I’ve seen this before: synopsis comparisons to mash up highly popular titles written by those who have not (apparently) focused on the pages before them. While from a marketing standpoint, the actual book always suffers in these comparisons, and I fear that Seeker was diminished by the high expectations and a fairly stagnant plot that did not provide the answers I was hoping for.
The narration is an issue, for me and others: while the characters show some promise both personally and in their quest / training to become a Seeker, the best definition of that particular position is that they protect the weak, and it is a position of great honor.
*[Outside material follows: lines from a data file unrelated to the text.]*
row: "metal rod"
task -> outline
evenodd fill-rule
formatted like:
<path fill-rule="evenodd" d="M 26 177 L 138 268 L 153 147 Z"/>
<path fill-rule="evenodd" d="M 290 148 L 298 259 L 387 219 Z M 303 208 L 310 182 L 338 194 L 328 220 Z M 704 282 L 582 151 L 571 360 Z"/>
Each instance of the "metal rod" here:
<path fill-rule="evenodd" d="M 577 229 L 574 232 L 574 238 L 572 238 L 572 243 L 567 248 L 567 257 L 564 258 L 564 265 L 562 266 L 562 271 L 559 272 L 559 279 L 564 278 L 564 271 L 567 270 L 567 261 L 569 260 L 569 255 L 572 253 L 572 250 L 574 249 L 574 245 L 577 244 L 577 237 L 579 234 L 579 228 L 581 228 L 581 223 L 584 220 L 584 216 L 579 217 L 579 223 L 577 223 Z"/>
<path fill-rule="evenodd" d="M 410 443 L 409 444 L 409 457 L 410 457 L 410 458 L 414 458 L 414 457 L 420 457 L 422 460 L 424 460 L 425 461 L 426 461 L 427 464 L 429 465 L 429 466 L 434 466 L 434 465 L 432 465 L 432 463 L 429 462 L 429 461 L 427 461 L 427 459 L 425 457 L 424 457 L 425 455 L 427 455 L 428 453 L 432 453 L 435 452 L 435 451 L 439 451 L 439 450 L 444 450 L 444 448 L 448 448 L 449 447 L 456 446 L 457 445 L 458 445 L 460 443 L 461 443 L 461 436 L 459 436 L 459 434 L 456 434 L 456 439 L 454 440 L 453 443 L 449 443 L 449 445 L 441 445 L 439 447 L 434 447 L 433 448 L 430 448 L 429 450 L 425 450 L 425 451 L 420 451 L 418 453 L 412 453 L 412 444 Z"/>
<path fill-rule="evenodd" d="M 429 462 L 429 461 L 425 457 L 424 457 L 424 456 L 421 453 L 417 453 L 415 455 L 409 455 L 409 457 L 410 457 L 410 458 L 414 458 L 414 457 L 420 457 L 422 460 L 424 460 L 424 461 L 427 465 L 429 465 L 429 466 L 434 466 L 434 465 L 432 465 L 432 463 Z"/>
This nebulous and vagueness continues throughout the story as we follow Quin, Shinobu and John through their training.
Characters have some ‘moments’ that gave me pause: Quin was whingy, a bit spoilt and always complaining – her destiny as a protector made me worry for those who are needing her. John was nothing special, obsessed with his athanne and confused about it’s use. Shinobu was a bit better built with backstory and humor, but the endless pining. Oh. Get. Over. It. I was, early on.
Then there is a love triange, Le Sigh. If Quin weren’t such a pill, I might see the attraction –but as it sits, it felt like another element in the chequebox. Yet, I keep reading on because I’m hoping for answers, and I want to know what a Seeker is, and what is the earth-shattering issue that they are to face.
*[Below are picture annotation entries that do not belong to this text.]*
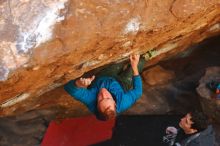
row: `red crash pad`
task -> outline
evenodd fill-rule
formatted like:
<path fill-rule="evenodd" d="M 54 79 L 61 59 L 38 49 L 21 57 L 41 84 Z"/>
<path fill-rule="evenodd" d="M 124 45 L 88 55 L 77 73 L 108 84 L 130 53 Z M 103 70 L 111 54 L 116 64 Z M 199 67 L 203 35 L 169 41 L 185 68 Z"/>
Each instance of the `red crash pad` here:
<path fill-rule="evenodd" d="M 115 120 L 99 121 L 95 116 L 52 121 L 41 146 L 87 146 L 108 140 Z"/>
And I don’t believe that I ever got an answer that felt connected or plausible in this story. Some decent action sequences and well-define perilous moments were highlights, but these mostly appear in the later third of the story, a bit late to solidify or redeem missing connections to characters that are both thinly defined and haphazardly developed.
What emerges is a debut YA high fantasy that was full of promise with great premise, some wonderful ideas for conflict and uniquely imagined elements that are roughly sketched out, none fully developed or described. This leaves the reader slogging through large passages of half-hinted destinies, purposes and scenes that do not serve the over-arching conflict or the many minor plot threads. Too many ideas thrown at readers with no sense that there is a planned conclusion, I didn’t need it in this novel, but the meandering path and sense of author’s confusion about where the story should go, as well as a large inclusion of elements that are placed and often left without explanation left me wanting. I’m on the fence about continuing this series: a new editing team, beta readers and some careful plotting for each character, providing description and answers, and I might consider it.
I received an eArc copy of the title via NetGalley for purpose of honest review. I was not compensated for this review: al conclusions are my own responsibility.